Conformal Risk Training: End-to-End Optimization of Conformal Risk Control
This work addresses the need for reliable and risk-controlled AI deployments in domains such as healthcare and finance, offering a novel end-to-end optimization method rather than an incremental improvement.
The paper tackles the problem of providing provable risk guarantees for deep learning models in high-stakes applications by developing a method to control Optimized Certainty-Equivalent (OCE) risks, including tail risks like CVaR, and introduces an end-to-end training approach that improves average-case performance over post-hoc methods.
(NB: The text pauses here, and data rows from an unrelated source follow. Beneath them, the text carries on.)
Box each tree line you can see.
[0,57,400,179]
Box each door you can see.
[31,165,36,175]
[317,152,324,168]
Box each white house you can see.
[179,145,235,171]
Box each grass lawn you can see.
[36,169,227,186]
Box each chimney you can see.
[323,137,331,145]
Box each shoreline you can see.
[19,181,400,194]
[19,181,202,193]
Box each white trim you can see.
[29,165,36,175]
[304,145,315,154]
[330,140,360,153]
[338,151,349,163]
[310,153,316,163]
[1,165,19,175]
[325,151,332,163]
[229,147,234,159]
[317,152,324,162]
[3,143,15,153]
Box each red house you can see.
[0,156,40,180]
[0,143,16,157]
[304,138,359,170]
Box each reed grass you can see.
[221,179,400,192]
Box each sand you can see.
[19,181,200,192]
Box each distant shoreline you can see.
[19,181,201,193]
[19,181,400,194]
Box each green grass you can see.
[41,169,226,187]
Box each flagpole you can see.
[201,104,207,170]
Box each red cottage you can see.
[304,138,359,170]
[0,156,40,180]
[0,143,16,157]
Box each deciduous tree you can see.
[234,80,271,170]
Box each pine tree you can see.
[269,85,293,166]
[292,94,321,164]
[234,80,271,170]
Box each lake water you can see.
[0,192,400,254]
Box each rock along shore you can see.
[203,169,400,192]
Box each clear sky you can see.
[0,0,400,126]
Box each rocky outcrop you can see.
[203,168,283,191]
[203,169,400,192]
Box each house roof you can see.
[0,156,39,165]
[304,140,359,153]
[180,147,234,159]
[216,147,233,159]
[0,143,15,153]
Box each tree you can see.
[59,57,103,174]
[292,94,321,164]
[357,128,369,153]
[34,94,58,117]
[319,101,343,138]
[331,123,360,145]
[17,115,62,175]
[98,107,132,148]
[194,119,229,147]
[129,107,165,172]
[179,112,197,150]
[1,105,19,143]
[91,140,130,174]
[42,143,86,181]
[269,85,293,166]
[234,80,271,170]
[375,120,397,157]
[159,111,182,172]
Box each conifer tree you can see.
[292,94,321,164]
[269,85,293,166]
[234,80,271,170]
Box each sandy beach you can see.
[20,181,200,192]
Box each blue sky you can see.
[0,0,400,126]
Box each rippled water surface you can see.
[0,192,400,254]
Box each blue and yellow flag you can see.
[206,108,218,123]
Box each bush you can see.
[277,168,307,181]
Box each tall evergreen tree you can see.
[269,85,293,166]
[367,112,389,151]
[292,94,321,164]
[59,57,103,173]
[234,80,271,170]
While deep learning models often achieve high predictive accuracy, their predictions typically do not come with any provable guarantees on risk or reliability, which are critical for deployment in high-stakes applications. The framework of conformal risk control (CRC) provides a distribution-free, finite-sample method for controlling the expected value of any bounded monotone loss function and can be conveniently applied post-hoc to any pre-trained deep learning model. However, many real-world applications are sensitive to tail risks, as opposed to just expected loss. In this work, we develop a method for controlling the general class of Optimized Certainty-Equivalent (OCE) risks, a broad class of risk measures which includes as special cases the expected loss (generalizing the original CRC method) and common tail risks like the conditional value-at-risk (CVaR). Furthermore, standard post-hoc CRC can degrade average-case performance due to its lack of feedback to the model. To address this, we introduce "conformal risk training," an end-to-end approach that differentiates through conformal OCE risk control during model training or fine-tuning. Our method achieves provable risk guarantees while demonstrating significantly improved average-case performance over post-hoc approaches on applications to controlling classifiers' false negative rate and controlling financial risk in battery storage operation.